Pour qu'un engagement de caution solidaire soit valable en droit français, plusieurs conditions de fond et de forme doivent être impérativement respectées.

1. La capacité juridique et le consentement libre

La caution doit être majeure (ou mineure émancipée) et disposer de sa pleine capacité juridique. Son consentement ne doit pas être vicié par l'erreur, le dol (tromperie) ou la violence.

2. Le principe de proportionnalité

C'est une protection majeure issue de la réforme de 2021. Selon l'article 2300 du Code civil, si l'engagement de caution souscrit par une personne physique envers un créancier professionnel était, lors de sa conclusion, manifestement disproportionné à ses biens et revenus, le créancier ne peut s'en prévaloir. En clair, un banquier ou un bailleur professionnel ne peut pas vous demander de vous porter caution pour un montant que vos revenus et votre patrimoine ne vous permettraient manifestement pas de rembourser.

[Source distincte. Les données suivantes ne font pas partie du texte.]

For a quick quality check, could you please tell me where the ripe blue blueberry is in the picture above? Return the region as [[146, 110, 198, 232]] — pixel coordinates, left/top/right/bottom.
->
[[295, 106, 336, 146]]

3. Les mentions obligatoires (La mention manuscrite)

Depuis le 1er janvier 2022, la formule sacramentelle rigide autrefois imposée par la loi a été assouplie, mais l'exigence d'une mention écrite par la caution elle-même demeure stricte. Selon l'article 2297 du Code civil, la caution personne physique doit apposer elle-même la mention indiquant qu'elle s'engage en qualité de caution simple ou solidaire, le montant maximum de son engagement en lettres et en chiffres, ainsi que la nature des dettes garanties.

Note importante : Cette mention peut désormais être rédigée par voie électronique sous certaines conditions de sécurité, mais elle doit toujours émaner personnellement de la caution.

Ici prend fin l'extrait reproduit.